Boom to Bust
We are hearing of many condo's and in South Florida either converting back to apartments, halting construction, or going bankrupt as reported in this story.
In less than six months after being converted from low income housing to high priced condos, millions of dollars are lost and the lender goes bust.
"Lender USA Commercial Mortgage Co. and its related companies — better known as USA Capital — filed for Chapter 11 bankruptcy protection in Nevada on April 14. The filing follows a Securities and Exchange Commission investigation of how the company and its affiliates financed construction projects.
"Up until last week, we had no inkling that anything was wrong," said Virgil Birgen of Nevada, who, with his wife, invested $150,000 to build Sail Club at Clear Lake. About 200 people from across the country gave Nevada-based USA Capital or a sister company money to fund the four-tower, 590-unit luxury high-rise on Executive Center Drive.
Here's how it worked:
People placed their money with the company, usually in increments of $25,000, $50,000 or $100,000. The company bundled the investments into trusts worth millions of dollars.
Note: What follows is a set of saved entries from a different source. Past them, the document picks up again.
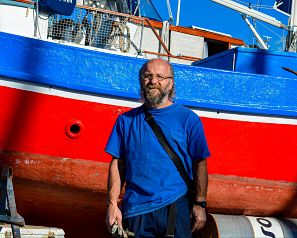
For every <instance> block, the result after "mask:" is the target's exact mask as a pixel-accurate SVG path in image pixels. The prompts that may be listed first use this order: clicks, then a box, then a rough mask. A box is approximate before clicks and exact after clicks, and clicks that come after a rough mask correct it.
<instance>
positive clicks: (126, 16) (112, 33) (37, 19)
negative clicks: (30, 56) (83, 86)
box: [5, 0, 200, 64]
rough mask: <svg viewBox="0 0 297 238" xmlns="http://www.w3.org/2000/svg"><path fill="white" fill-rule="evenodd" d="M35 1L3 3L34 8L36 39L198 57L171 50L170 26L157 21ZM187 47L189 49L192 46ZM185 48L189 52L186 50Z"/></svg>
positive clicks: (88, 45) (129, 53) (82, 8)
mask: <svg viewBox="0 0 297 238" xmlns="http://www.w3.org/2000/svg"><path fill="white" fill-rule="evenodd" d="M38 2H39V1H37V2H34V1H32V0H8V1H5V4H9V5H14V6H17V7H24V5H25V7H27V8H28V9H29V8H30V9H32V11H34V12H33V14H31V15H33V17H34V36H35V37H37V38H40V39H48V40H53V41H58V42H61V43H71V44H76V45H81V46H87V47H95V48H101V49H106V50H112V51H116V52H120V53H128V54H130V55H140V56H143V57H145V58H155V57H162V58H166V59H168V60H171V61H174V62H178V60H180V61H183V62H180V63H185V61H187V62H188V63H187V64H190V63H191V62H193V61H196V60H199V59H200V58H198V57H197V56H196V55H192V56H186V55H184V54H182V53H180V52H182V50H176V49H175V50H173V51H174V52H175V53H171V51H170V39H169V38H170V35H171V33H170V27H167V29H165V30H164V28H162V24H161V23H160V22H156V21H153V20H149V19H148V18H145V17H139V16H134V15H130V14H125V13H120V12H114V11H111V10H106V9H101V8H94V7H90V6H86V5H76V6H75V9H74V11H73V13H72V15H71V16H65V15H60V14H48V13H46V12H43V11H42V8H41V6H40V4H39V3H38ZM181 34H183V33H181ZM166 37H167V38H166ZM175 40H176V42H177V43H176V44H175V47H179V46H178V42H179V40H178V39H175ZM180 41H182V39H180ZM183 44H184V43H183ZM188 48H192V45H189V46H188ZM188 51H189V52H192V51H190V50H189V49H188Z"/></svg>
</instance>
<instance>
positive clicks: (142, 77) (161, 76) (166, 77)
mask: <svg viewBox="0 0 297 238" xmlns="http://www.w3.org/2000/svg"><path fill="white" fill-rule="evenodd" d="M140 77H141V78H142V79H143V80H145V81H151V80H152V79H153V78H154V77H156V79H157V81H158V82H163V81H164V80H165V79H173V76H165V75H162V74H141V75H140Z"/></svg>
The money then was loaned to developers, usually for a short time, and usually for very high rates: 17 percent was not uncommon. That allowed USA Capital to pay returns of as much as 13 percent.
Formerly a 186-unit apartment complex housing mostly low-income families, Lake Pointe Villas changed hands in January 2005. Homes for America Holdings Inc. announced plans to raze the apartments and start fresh with condo towers, lofts and town houses ranging from the $300,000s to more than $800,000.
One apartment building has been leveled, but two others remain open, their ovens and water heaters pulled from the wall. A refrigerator stands in the middle of one parking lot, an abandoned portable toilet is in another. Mattresses rotted to their springs lie on the ground. Windows are broken. Yellow flowers have begun to grow up the side of 20-foot-high piles of rock and sand left undisturbed since Christmas.
"This caught us all by surprise.... USA Capital is a source we have used for many years on a number of different projects."
Investors said they weren't aware of progress — or the lack of it — at Sail Club, or any other projects.
But their checks from USA Capital with the promised returns always came. Bankruptcy court filings suggest that investors got paid even when USA Capital didn't get money from developers to pay investors. In theory, without money from developers, money should not have been available to pay handsome double-digit returns.
"We have always gotten paid," said an investor in the local property who asked that her name not be used. But when she recently asked to withdraw her $100,000, there were weeks of delays. Then the company went into bankruptcy court.
"I didn't get anything back," she said.